É um pássaro? Um avião? Não, é uma cobra voadora

Cientistas descobrem mecanismo que faz cobra asiática voar

The New York Times |

Getty Images
Cobra Chrysopelea : capaz de se contorcer para obter um efeito aerodinâmico
Quando as cobras Chrysopelea paradisi , encontradas no sul e sudeste da Ásia, saltas das árvores, elas não caem no chão transtornadas. Elas deslizam grandes distâncias pelo ar.

E um estudo no qual cientistas jogaram cobras de uma torre de 15 metros e registraram a descida dos animais em vídeo sugere que as cobras são voadoras ativas, manipulando seu corpo para obter um efeito aerodinâmico.

"Parece que elas estão deslizando pelo ar, como um chicote se mexendo para a esquerda e para a direita", disse Jake Socha, principal autor do estudo e biomecânico da Virginia Tech. "O próprio corpo se move para cima e para baixo também".

Socha e colegas descobriram que a cobra Chrysopelea paradisi inclina seu corpo cerca de 25 a 30 graus em relação ao fluxo de ar para permanecer com a maior aerodinâmica possível. A maior distância que uma cobra conseguiu percorrer da torre foi cerca de 24 metros.

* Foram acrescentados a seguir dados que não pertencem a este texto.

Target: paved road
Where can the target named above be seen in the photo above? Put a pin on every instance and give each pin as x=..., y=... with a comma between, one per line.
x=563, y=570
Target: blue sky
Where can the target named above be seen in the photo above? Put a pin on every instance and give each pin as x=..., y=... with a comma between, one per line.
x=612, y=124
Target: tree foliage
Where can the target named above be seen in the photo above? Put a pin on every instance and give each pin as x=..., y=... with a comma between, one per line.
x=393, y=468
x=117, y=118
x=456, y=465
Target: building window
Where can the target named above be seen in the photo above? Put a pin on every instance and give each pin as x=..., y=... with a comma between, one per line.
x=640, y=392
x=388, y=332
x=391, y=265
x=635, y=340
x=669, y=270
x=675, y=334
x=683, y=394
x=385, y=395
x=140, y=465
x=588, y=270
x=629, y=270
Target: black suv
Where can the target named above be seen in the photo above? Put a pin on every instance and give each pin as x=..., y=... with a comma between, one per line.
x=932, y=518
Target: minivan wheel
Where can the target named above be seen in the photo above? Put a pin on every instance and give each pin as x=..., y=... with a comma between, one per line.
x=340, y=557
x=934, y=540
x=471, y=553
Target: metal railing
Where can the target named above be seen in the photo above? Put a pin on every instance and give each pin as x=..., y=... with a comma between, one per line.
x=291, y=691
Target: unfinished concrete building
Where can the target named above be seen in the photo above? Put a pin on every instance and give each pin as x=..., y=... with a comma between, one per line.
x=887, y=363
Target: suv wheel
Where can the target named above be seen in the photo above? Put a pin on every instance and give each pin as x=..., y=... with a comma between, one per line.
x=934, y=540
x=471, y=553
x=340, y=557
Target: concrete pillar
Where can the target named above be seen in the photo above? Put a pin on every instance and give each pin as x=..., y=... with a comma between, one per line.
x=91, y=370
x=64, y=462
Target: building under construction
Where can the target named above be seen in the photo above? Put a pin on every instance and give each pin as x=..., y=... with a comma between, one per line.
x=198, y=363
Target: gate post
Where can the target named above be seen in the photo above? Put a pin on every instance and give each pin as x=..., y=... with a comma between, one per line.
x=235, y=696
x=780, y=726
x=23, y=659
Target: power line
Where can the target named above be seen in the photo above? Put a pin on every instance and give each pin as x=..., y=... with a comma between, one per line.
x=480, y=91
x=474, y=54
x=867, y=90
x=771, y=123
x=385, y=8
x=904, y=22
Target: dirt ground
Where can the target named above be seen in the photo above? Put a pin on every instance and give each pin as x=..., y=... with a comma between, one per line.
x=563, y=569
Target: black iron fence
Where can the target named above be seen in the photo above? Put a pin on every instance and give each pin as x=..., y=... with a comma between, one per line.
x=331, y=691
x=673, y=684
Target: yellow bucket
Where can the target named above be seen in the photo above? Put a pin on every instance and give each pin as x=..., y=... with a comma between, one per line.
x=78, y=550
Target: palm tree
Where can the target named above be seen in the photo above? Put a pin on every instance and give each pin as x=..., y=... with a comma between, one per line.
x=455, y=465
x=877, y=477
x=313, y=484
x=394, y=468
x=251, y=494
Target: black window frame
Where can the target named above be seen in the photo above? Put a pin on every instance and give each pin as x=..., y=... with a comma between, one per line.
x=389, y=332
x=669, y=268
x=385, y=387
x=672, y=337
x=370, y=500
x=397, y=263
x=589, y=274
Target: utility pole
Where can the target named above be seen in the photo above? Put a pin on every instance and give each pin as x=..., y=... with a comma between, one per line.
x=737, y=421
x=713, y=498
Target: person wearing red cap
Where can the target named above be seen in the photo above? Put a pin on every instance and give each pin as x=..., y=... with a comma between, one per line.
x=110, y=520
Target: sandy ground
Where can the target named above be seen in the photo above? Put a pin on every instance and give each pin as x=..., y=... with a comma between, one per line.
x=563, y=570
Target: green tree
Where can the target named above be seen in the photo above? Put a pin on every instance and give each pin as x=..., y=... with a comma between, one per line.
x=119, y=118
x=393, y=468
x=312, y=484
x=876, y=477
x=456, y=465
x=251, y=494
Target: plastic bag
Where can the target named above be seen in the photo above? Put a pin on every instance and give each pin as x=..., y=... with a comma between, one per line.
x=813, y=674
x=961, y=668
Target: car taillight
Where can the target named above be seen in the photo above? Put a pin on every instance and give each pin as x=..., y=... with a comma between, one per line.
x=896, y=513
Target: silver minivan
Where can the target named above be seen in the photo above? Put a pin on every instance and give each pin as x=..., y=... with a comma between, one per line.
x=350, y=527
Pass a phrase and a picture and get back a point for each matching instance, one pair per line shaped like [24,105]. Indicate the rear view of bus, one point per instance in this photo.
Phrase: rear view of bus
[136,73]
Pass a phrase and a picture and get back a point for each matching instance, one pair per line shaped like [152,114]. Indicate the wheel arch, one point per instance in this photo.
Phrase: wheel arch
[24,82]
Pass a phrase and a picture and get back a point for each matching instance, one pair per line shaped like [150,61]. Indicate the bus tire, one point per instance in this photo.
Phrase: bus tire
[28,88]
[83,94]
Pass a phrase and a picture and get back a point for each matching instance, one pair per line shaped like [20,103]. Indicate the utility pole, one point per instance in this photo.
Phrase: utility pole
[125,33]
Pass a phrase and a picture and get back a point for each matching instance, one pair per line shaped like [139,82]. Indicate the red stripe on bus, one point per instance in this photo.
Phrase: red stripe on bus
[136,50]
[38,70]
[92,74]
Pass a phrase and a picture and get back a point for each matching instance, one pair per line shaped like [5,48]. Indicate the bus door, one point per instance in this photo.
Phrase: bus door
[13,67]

A pesquisa, financiada pelo Pentágono, pode ser útil para engenheiros que tentam criar veículos mais eficazes em busca e resgate, como um robô rastejante que também seja capaz de voar. "Há muito interesse em criar um pequeno voador; algo que possa chegar ao topo de um prédio e ver o que há ali", disse Socha.

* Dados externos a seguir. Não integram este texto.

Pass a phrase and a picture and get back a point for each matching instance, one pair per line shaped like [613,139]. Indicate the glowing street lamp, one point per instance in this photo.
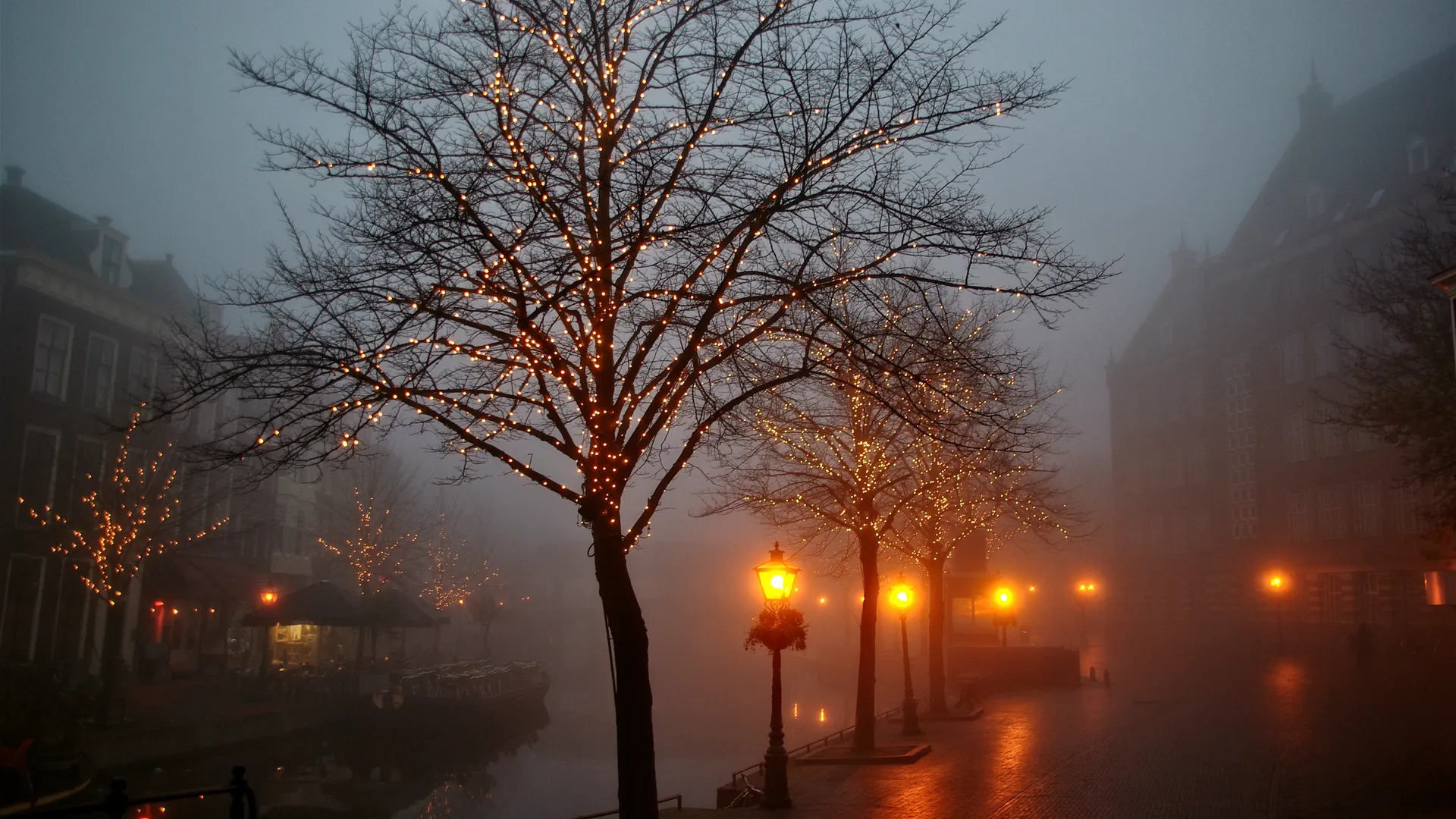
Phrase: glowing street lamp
[1276,585]
[777,582]
[902,596]
[1085,591]
[1003,610]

O estudo foi publicado no jornal Bioinspiration and Biomimetics numa edição especial que destaca nove projetos de pesquisa que usam a natureza como guia para melhorar o design de veículos. Os outros estudos incluem pesquisas com lagartixas, gaivotas e beija-flores.

Ardian Jusufi, biólogo integrativo da Universidade da Califórnia, em Berkeley, liderou um estudo sobre como as lagartixas chicoteiam levemente a cauda quando estão caindo, ajudando-as a se reorientar para que aterrissem sempre com sobre as patas. "Já temos robôs capazes de escalar bem, mas qualquer coisa que sobe vai ter que descer em algum momento", disse Jusufi. "Colocar um rabinho no robô seria vantajoso, para que ele se reoriente em caso de queda".